Tenía la frente bañada en sudor. Sintió náuseas. Sus pensamientos habían dado paso de nuevo a acciones mecánicas. Corrió del recibidor al salón y encendió la luz. Nada fuera de lo normal. De allí a la cocina, y desde allí al cuarto de baño. Finalmente llegó al porche trasero, pero no vio ni asomo de las llamas que esperaba encontrar. «Pues claro que no», pensó. Otra parte de su mente se manifestaba desde un lugar profundo.

Ya un poco más calmado, vestido en ropa interior, dio la vuelta a Canyon View.

Poco a poco le abandonó el olor del fuego y de la muerte, hasta que al final no olió nada. No había ningún incendio, no había motivo de alarma.

Se cogió de manos en la nuca.

«No dejes que esto te afecte, Jason —se dijo—. Mantén la calma y confía en tu sentido común».

La luz del sol se extendió por la parte oriental del cielo.

Volvió dentro. La puerta que comunicaba el salón con el recibidor estaba abierta. Jason la franqueó y creyó ver algo en el felpudo de la entrada. Dentro del modesto recibidor, se agachó y lo recogió. Era un sobre. El corazón le dio un vuelco. Encendió la luz.

Se trataba, por supuesto, de un sobre de papel manila. Su nombre de pila estaba escrito con la conocida caligrafía mayúscula. No figuraba la dirección del remitente, ni sello. Sólo su nombre.

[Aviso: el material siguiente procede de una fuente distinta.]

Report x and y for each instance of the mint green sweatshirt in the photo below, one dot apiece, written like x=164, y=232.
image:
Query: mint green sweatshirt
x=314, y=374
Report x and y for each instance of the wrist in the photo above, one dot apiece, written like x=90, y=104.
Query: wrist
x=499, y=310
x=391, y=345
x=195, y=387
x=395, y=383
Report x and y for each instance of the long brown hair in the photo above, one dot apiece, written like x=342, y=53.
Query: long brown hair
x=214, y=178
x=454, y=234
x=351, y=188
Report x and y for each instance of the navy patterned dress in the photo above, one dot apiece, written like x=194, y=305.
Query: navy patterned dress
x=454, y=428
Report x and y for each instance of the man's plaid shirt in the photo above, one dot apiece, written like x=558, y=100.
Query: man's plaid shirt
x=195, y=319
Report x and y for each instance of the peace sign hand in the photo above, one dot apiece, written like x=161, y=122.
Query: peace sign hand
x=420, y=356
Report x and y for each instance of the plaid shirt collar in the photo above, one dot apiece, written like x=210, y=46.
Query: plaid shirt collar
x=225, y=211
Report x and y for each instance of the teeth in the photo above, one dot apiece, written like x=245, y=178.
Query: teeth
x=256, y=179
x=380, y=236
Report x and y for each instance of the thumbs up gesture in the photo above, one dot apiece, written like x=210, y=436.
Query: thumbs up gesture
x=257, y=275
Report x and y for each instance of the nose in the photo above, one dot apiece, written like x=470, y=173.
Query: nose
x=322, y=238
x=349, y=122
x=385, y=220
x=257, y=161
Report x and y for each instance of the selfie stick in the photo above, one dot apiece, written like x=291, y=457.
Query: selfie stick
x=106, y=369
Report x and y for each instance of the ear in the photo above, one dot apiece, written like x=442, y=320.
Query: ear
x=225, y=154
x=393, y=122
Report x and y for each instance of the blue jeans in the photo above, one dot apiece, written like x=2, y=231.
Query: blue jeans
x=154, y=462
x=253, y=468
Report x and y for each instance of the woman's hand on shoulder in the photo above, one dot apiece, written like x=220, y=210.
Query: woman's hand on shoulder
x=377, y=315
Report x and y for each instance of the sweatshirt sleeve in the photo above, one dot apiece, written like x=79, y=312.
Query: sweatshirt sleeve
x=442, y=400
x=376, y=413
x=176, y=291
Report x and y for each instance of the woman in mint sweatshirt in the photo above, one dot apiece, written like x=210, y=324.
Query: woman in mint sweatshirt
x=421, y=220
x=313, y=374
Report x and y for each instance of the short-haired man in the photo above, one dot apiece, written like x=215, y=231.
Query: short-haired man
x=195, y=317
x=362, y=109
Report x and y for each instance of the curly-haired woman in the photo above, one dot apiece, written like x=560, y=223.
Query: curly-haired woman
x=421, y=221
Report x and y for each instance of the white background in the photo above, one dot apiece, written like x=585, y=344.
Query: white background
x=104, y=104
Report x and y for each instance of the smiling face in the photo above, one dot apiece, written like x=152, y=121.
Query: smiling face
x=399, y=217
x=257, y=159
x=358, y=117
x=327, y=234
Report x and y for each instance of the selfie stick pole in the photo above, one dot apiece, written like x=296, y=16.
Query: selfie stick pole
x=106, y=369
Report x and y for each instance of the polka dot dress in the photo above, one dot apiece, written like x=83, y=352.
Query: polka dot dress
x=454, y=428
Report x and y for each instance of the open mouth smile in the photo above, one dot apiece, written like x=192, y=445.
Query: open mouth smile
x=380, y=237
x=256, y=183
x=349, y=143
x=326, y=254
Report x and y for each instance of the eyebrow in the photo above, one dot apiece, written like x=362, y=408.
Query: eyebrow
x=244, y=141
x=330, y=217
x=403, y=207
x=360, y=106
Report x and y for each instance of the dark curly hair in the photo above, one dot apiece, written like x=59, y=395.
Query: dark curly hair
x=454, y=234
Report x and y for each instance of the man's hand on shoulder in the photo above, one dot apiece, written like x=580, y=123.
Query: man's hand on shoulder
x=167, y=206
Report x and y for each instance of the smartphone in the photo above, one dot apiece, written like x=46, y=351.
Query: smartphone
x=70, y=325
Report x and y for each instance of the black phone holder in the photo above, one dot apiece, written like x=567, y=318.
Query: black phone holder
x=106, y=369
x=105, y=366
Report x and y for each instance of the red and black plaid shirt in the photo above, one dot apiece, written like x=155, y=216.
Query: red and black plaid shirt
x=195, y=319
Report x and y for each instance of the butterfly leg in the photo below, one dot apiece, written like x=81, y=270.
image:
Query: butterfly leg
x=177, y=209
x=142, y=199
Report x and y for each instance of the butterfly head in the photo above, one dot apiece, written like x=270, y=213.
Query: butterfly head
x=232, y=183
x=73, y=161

Habían entregado el sobre en mano.

Pero ¿cuándo? ¿Fue después de que volvieran del hospital? No lo creía.

Fuera lo que fuese, lo tenía en la mano.

Jason se quedó mirando el sobre unos instantes, antes de abrirlo con pulso tembloroso.

Se trataba de otra Polaroid, pero la imagen no pudo parecerle más inesperada. Supuso que esperaba encontrar otra instantánea de tumbas, pero en lugar de ello había una solitaria letra en una pared de piedra arenisca baqueteada por la acción de los elementos, llena de irregularidades, con grietas y hiedra. Era una pared peculiar… De pronto cayó en la cuenta. Estaba mirando una lápida. La piedra cubría toda la imagen, y en el fondo gris, como una pintada, había una letra. No un nombre entero, sino una letra roja, estilizada.

La roja y curva M ocupaba parte del fondo gris. Debido a su oficio, no era la primera vez que veía una letra que originalmente no formaba parte de una imagen. Era obra de alguien con conocimientos de Photoshop. Primero habían tomado la instantánea de la lápida, y después habían superpuesto con Photoshop la letra M. Una vez hecho el trabajo, la habían impreso. Era pan comido para cualquiera versado en esas cosas. El propio Jason podría haberlo hecho sin ayuda, pues en más de una ocasión había tenido que hacer cosas así.

Dio la vuelta a la fotografía.

Y allí, escrito a mano, figuraban las siguientes palabras:

«18 de agosto, la fecha de tu muerte».